Neste que é o seu 27.º ano de carreira, Fátima Lopes afirmou que "não vive de prémios, mas é gratificante ver que quando a escolha é do público é a eleita há cinco anos".

Tratando-se do grande nome a representar Portugal na Semana da Moda de Paris, a designer mostrou-se orgulhosa com o lugar que preserva no grande evento há mais de duas décadas: "Sou o único [criador de moda português] em Paris. Vou agora fazer o meu 43.º desfile. São 21 anos em Paris. Sou o primeiro e o único que perdura".
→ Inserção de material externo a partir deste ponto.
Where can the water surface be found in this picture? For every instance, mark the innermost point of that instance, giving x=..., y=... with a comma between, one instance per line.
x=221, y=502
Questionada sobre como lida com as emoções na véspera das apresentações das coleções, Fátima Lopes reforçou que esse frenesim "já faz parte do seu trabalho". "São 27 em Portugal, 21 em Paris com dois desfiles por ano. Acabo uma coleção e já estou a pensar na segunda. Os meses de janeiro e fevereiro são a 100% de trabalho e agosto e setembro novamente. Depois tenho os restantes oito meses para mim, fazer tudo e mais alguma coisa. Já consigo pôr na balança o lado pessoal e profissional. Neste momento objetivo é ser feliz".

O processo criativo é contínuo e exigente, mas rematou frisando que de coleção para coleção são reunidos todos os esforços para se "superar" e apresentar a melhor versão do seu trabalho.

"Tenho a sorte de ter nascido com um cérebro criativo, não é difícil para mim criar. Quando termino uma coleção preciso sempre de um mês sem desenhar nada para limpar a cabeça e depois já estou outra vez [em processo criativo]. Segundo as minhas costureiras cada vez faço mais difícil. As coleções são cada vez mais complexas. Eu não facilito. Não há uma poupança de esforços".